13 A counter-concept is a concept that occurs as part of a pair with another concept, such as within a dichotomy like conservative/radical, and derives its polemical content from its conceptual twin. Both concepts can be used by different users or in front of different audiences in order to build different ‘we groups’.

14 Shlapentokh (1997, p. 284) has convincingly argued that from Stalin onwards, the French Revolution could no longer serve as a relevant model for the Soviet Union as it had done for the old Bolsheviks around 1917, partly since development increasingly corresponded to a ‘Eurasian’ or ‘Mongolian’ pattern rather than a European. For an example of an official reference to 1789—attributing to it a characteristically downplayed significance—among one of Gorbachev's immediate predecessors, see Brezhnev (Citation1967, p. 39).

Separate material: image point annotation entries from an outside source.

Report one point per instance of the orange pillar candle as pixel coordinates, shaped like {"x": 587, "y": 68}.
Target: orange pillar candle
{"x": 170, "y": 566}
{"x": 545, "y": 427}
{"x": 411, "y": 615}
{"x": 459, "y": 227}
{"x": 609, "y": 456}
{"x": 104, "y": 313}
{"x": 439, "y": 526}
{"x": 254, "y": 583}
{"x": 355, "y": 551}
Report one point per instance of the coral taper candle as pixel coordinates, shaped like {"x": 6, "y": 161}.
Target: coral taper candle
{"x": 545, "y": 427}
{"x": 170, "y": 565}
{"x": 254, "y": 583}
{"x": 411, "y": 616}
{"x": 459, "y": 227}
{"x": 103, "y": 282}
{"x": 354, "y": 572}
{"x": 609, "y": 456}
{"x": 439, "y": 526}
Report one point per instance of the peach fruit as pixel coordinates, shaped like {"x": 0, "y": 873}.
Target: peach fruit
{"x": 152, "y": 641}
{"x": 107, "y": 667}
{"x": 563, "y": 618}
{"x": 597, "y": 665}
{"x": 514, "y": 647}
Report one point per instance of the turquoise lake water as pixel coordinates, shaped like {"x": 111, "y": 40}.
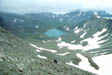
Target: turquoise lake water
{"x": 54, "y": 33}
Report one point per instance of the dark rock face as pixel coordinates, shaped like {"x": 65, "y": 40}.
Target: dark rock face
{"x": 1, "y": 22}
{"x": 55, "y": 61}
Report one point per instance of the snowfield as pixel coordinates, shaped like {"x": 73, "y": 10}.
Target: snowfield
{"x": 93, "y": 42}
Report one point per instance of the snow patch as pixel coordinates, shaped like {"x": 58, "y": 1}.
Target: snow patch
{"x": 42, "y": 57}
{"x": 64, "y": 54}
{"x": 44, "y": 49}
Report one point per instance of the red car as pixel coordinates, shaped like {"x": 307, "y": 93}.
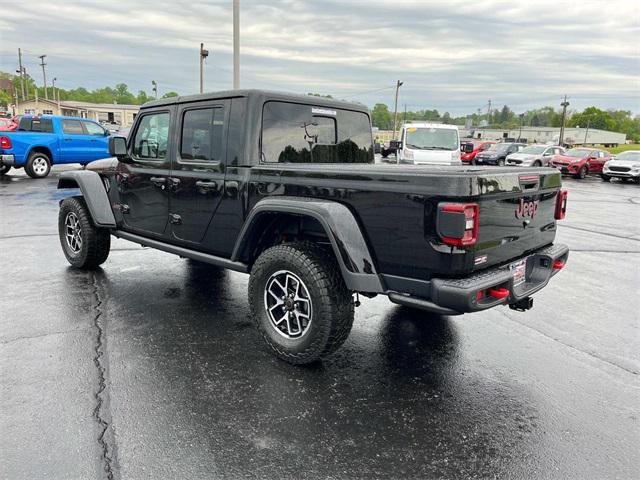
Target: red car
{"x": 8, "y": 125}
{"x": 469, "y": 149}
{"x": 580, "y": 161}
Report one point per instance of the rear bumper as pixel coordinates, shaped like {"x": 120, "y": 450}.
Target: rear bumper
{"x": 7, "y": 159}
{"x": 474, "y": 292}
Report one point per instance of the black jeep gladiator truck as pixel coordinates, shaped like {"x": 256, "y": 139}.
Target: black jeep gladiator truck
{"x": 285, "y": 188}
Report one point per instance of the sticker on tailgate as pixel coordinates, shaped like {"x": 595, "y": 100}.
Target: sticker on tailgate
{"x": 518, "y": 272}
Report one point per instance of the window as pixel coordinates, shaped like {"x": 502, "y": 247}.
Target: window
{"x": 152, "y": 136}
{"x": 202, "y": 138}
{"x": 35, "y": 124}
{"x": 295, "y": 133}
{"x": 72, "y": 127}
{"x": 94, "y": 129}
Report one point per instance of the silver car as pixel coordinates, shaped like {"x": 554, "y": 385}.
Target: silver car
{"x": 534, "y": 156}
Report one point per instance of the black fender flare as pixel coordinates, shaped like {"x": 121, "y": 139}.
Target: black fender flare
{"x": 94, "y": 193}
{"x": 350, "y": 248}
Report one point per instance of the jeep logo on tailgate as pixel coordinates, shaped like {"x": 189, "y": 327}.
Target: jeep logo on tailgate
{"x": 527, "y": 209}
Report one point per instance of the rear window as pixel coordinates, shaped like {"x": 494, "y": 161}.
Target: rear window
{"x": 31, "y": 124}
{"x": 296, "y": 133}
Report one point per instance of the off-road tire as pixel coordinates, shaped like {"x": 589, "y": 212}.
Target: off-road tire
{"x": 582, "y": 173}
{"x": 38, "y": 165}
{"x": 332, "y": 304}
{"x": 95, "y": 242}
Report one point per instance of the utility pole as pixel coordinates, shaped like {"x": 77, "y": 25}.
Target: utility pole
{"x": 521, "y": 124}
{"x": 22, "y": 73}
{"x": 56, "y": 97}
{"x": 395, "y": 110}
{"x": 564, "y": 106}
{"x": 44, "y": 74}
{"x": 587, "y": 131}
{"x": 236, "y": 44}
{"x": 203, "y": 54}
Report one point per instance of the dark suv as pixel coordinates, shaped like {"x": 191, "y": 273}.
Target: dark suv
{"x": 284, "y": 188}
{"x": 497, "y": 153}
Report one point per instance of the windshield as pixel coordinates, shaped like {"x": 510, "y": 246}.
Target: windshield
{"x": 533, "y": 150}
{"x": 498, "y": 147}
{"x": 629, "y": 156}
{"x": 577, "y": 152}
{"x": 432, "y": 138}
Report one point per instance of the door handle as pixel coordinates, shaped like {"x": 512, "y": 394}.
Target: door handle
{"x": 158, "y": 181}
{"x": 203, "y": 184}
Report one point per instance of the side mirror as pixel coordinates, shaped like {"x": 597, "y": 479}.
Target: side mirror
{"x": 117, "y": 147}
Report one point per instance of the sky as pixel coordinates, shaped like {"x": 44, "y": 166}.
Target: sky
{"x": 454, "y": 56}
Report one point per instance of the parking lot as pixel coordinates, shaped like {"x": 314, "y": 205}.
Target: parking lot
{"x": 151, "y": 367}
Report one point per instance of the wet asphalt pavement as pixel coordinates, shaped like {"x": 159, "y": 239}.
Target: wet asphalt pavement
{"x": 151, "y": 369}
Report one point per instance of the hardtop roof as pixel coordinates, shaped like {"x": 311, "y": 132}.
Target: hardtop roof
{"x": 259, "y": 96}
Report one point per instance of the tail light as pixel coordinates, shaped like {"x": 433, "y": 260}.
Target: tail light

15 Although materialism was the cornerstone of official Soviet science ideology, there was space to integrate the noosphere concept in Soviet thought. Vernadsky's achievements could not be denied even by Stalin, and Konstantin Tsiolkovsky's ideas were unquestionably instrumental for the space programme. In Marx and Engels, it was possible to find support for theses that ideas could change the world and that nature, through humanity, could reach self-consciousness. In 1989 a ‘Centre for Ecological Noosphere Studies’ was established in the Soviet Republic of Armenia (Samson & Pitt 1999a, pp. 4, 7).

16 Gorbachev is today the Founding President of Green Cross International. He had already proposed an idea to create an organisation with such an ethos in 1990 (Gorbachev Citation1990).